Phishing Classification
Large-scale lexical classification of phishing URLs
  • 2017-05-05
  • Python
  • MySQL
  • Machine Learning
  • Data Science
  • scikit-learn
  • MQTT
  • Phishing Websites

    Phishing is a widespread crime which costs the economy hundreds of millions of pounds every year. This form of social engineering aims to steal credentials from individuals through the use of a legitimate-looking site. Fradusters impersonate websites of a variety of services in order to gain access to bank accounts, online payment services and more.

    The Project

    With phishing being at an all-time high, efficient detection mechanisms are required to kill campaigns as quickly as possible and minimise the impact of the phishing attack. For my BSc thesis, I researched and built a phishing classifier that uses machine learning to classify large volumes of URLs (ranging up to 1000 URLs/s), using features extracted from the URL only.

    This system is currently deployed at Netcraft where it is finding thousands of phishing URLs per month, which are subsequently forwarded to organisations ranging from major browsers to ISPs and domain registrars.

    Existing research in lexical-only classification is limited, with little evidence of investigations undertaken in real-life scenarios.
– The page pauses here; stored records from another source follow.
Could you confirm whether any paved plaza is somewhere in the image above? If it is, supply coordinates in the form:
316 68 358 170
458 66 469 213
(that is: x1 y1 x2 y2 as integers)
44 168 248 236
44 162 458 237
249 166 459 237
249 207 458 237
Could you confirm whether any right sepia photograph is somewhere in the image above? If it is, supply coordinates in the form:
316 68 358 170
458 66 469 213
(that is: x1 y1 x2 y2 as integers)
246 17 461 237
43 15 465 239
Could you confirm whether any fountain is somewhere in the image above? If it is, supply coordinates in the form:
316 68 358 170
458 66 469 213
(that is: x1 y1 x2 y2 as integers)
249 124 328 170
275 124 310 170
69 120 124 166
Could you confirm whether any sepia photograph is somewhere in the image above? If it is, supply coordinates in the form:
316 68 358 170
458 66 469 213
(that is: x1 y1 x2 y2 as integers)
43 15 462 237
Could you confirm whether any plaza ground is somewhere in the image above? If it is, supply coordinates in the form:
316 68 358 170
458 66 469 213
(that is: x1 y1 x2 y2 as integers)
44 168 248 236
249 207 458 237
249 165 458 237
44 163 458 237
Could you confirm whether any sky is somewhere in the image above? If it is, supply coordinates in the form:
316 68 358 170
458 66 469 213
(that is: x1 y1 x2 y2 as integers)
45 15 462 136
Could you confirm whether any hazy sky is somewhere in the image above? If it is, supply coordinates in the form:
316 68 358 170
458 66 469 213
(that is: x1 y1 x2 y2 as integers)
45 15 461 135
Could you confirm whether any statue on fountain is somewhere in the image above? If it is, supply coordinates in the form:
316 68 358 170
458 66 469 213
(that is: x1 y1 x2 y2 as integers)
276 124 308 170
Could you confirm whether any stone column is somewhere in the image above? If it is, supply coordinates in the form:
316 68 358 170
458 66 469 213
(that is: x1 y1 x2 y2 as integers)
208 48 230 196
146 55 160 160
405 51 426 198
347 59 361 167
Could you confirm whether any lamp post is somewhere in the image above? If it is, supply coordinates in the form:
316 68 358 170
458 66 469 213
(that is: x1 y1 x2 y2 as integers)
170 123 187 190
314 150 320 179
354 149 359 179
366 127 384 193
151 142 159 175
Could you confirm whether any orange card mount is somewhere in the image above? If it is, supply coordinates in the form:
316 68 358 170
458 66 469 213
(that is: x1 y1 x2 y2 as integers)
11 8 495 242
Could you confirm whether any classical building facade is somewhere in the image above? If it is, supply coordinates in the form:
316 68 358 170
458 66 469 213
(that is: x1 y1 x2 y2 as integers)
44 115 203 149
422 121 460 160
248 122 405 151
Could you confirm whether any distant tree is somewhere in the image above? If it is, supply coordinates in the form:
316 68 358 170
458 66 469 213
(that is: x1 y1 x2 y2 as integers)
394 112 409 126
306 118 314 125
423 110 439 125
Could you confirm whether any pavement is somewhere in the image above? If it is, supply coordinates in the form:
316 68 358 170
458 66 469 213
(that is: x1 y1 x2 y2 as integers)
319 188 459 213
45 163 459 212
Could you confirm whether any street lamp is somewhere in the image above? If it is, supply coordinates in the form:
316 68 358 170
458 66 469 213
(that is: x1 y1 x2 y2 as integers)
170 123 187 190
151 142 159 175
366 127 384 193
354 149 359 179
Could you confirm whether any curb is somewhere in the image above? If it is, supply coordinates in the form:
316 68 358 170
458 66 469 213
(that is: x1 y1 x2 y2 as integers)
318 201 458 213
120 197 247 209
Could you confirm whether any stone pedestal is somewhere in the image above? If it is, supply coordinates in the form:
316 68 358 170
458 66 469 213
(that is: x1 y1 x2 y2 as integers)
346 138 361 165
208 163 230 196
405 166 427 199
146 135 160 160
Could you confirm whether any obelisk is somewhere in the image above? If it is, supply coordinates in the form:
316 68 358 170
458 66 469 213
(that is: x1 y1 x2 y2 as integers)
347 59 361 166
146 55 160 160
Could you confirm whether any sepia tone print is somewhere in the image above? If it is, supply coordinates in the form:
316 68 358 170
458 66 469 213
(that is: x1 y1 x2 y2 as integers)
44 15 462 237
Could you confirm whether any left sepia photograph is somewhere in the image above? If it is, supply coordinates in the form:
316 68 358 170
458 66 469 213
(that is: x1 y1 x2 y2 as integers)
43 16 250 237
This study improved upon this by evaluating the classification system against live phishing attacks, in a real-time environment that exhibits the true conditions and constraints under which a system of this nature would be used.


    The research I undertook aimed to identify the best features to extract from the URL, since fetching the content of the website and any third party data introduces latency and therefore makes processing large volumes of URLs difficult. I also identifed a large number of novel features, some of which proved to be significantly more effective than the features presented by existing literature.

    A graph showing feature effectiveness of Novel (coloured) and Non-novel (grey) features, for two data sets (DP and SBSP)

    Classification Model

    An investigation was also performed to find the most effective classification algorithm, using hyperparameter optimisation to ensure that the best instances of each algorithm were used. A Random Forest model with 150 trees proved to be the most successful.

    Results of Random Forest hyperparameter optimisation

    A comparison against results from existing literature showed that the system I developed outperformed existing lexical classifiers, and often came class or even outperformed classifiers that used full data from the web-page.

    A comparison of accuracy against existing literature, using data-sets that are as similar as possible

    Implementation & Deployment

    The results of the research was used to develop a large-scale system that can support large volumes of URLs. The system was built as a network of workers, that communicate using the MQTT protocol. Scikit-learn and other scientific-computing libraries for Python were used.

    On a 4-core machine, the system can process up to 43 million URLs per day (500/s). This costs less than $100 a month to run when using popular cloud computing services such as DigitalOcean and Amazon EC2. This system currently processes a live-feed of URLs in real-time, reporting suspected attacks so that take-down efforts can take place.